But beyond our leadership, there is another secret to our success.

Do you remember our blizzard of 2008? It closed down Seattle for a week right before Christmas. During that storm, Full Life received a desperate call from another agency: one of their home care employees was unable to reach their client, Richard, who was isolated in his home and in serious need of help. Lucy Mugo rose to the occasion and made her way to Richard’s home every day throughout that storm. And beyond. You see, the client was so impressed with Lucy that he asked her to become his ongoing caregiver, and every single day for the past decade, Lucy or another caregiver from Full Life has been at Richard’s home to provide him the care essential for his health and well-being.

We recently learned that Richard passed away. This was not completely unexpected; his health had been in decline for some time, but it was still emotional news for our staff. Still, we were consoled to know that Full Life had made it possible for Richard to live in his own home through the end of his life. That was a great gift for which he was very grateful. Lucy recalled to me today her special memories of Richard: “He was always so gracious and so optimistic.” I could see just how deeply she felt towards this man whom she had “rescued” all those years ago.

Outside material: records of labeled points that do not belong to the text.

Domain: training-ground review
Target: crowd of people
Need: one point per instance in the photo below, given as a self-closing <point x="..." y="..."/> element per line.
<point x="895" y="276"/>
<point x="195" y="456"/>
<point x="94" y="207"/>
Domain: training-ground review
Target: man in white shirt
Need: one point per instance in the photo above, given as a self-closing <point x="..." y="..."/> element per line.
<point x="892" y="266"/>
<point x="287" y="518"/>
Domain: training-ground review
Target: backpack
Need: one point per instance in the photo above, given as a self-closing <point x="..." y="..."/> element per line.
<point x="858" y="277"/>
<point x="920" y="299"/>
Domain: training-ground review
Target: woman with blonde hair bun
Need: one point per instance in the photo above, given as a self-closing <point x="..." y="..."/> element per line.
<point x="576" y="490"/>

Lucy, and so many of our other colleagues, are what really make Full Life Care the success that it is. They are the reason that we so often hear from families, clients and other long-term care professionals: “I love Full Life.” 

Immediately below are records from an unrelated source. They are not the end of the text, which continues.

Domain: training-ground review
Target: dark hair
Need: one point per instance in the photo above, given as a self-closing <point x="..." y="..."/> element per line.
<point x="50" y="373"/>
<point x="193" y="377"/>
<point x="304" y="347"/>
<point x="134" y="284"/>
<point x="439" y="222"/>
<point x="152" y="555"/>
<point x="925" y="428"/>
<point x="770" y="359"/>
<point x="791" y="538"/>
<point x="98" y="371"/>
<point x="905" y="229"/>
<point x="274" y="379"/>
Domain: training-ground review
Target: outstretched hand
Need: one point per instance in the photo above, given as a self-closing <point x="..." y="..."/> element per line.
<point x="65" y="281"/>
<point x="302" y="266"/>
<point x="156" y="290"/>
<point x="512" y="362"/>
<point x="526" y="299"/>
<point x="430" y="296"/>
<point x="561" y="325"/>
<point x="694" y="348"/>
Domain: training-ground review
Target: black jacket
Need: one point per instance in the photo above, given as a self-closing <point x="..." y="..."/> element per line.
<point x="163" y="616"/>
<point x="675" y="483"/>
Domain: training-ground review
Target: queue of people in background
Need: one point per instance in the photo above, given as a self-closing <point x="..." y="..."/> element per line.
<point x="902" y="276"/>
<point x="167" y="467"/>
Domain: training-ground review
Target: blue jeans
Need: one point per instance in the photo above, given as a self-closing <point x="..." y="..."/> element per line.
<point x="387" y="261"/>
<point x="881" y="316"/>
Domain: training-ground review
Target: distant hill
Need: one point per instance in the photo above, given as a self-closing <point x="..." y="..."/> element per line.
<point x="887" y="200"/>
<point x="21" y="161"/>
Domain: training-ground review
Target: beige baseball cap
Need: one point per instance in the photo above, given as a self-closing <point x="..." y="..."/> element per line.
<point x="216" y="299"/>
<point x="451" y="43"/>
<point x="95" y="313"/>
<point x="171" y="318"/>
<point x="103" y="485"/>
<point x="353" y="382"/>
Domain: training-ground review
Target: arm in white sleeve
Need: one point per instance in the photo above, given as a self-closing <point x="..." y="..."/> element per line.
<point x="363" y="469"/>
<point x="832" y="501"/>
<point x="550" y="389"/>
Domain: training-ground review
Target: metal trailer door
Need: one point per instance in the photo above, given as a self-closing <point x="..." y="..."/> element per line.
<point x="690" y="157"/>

You know what? We love it too!

Like Nora, and Betty before her, my goal at Full Life is this: to do my best to help grow the resources to support Lucy and our other 450 colleagues so that they can continue to perform small miracles every day. They provide life-sustaining care to people whom they treat as an extension of their own family. And that is one thing that has not changed since the Betty Sanders years—it is still a labor of love. As long as we continue to cultivate our love for our work and the clients we serve, I know Full Life Care will grow and thrive well into the future.